Bryan Creer wrote:
>Phil Taylor wrote -
>
>>BarFly handles chords with notes of unequal
>>length by padding out the shorter notes with rests when playing,
>>so it's "longest note prevails".
>
>But Jack Campin (a BarFly user) had said -
>
>>but the semantics I'd need in every instance
>>where I've wanted it would be that the *shortest* note counts.
>
>PT -
>
>>The chord gets drawn on a single
>>stem though, so if you have an eighth and a sixteenth in the same
>>chord the result looks like two sixteenths, as they're both drawn
>>on a stem with two tails.
>
>Not what the writer asked for.

He's never asked me for it (neither has any other BarFly user).
Under those circumstances I must presume that everybody is (reasonably)
happy with what the program does at present.

>>The way to deal with this, I suppose, is
>>to draw two separate notes with tails in opposite directions, but
>>then what do you do if there is more than two notes in the chord?
>
>That's what Abacus does and having just had a play with it, seems to handle
>it fairly well.  If you have a sandwhich (middle note shorter or longer than
>top and bottom) and all notes are a quarter or less it gets in a bit of a
>twist but how often does that get done?  (And how would conventional notation
>deal with it?)
>
>>On the whole, I'd prefer it if people
>>either used as many voices as necessary to represent the music,
>
>       but since there's no agreement on how to implement voices....

There's actually very little difference for simple things like this.
It's only when you start getting fancy that you find that different
programs do things in different ways, and even then if you take the
trouble to find out how to do it you can write multivoice abc which
will work everywhere.

Try this:

X:2
T:The Cotillion
C:Trad (Bosham Band)
M:4/4
L:1/8
K:G
[V:1] G4 d4 | B2AB G2AB | c2B2 A2G2 | FGAF D3 D |
[V:2] D4 B,4| D4   B,4  | E4   D4   | D4   A,3z |

It's a lot more readable than your original version.
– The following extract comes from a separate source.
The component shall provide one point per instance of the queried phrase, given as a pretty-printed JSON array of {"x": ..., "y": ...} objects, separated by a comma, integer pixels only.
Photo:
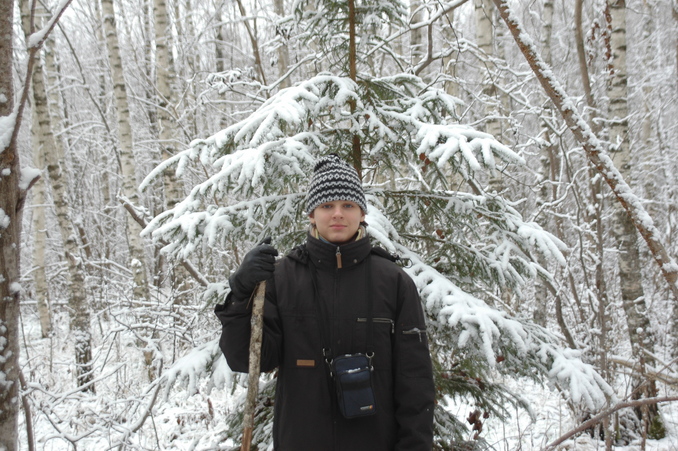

>>or used ties, i.e. [B2D2-]D2 instead of [B2D4].
>
>       which would sound the same but look different when converted to
>notation.

Yes.  Whether that matters depends on whether you are trying to make
a copy of a piece of music which exists in manuscript form already,
or doing a new transcription.

>>Using unequal notes in chords just leads to too many ambiguities.
>
>Noteworthy Composer does it and I'm basically cribbing what it does.  Does
>anybody know what other packages do?

I think abc2ps takes the length of chords from the first listed note.
Don't know about other programs though.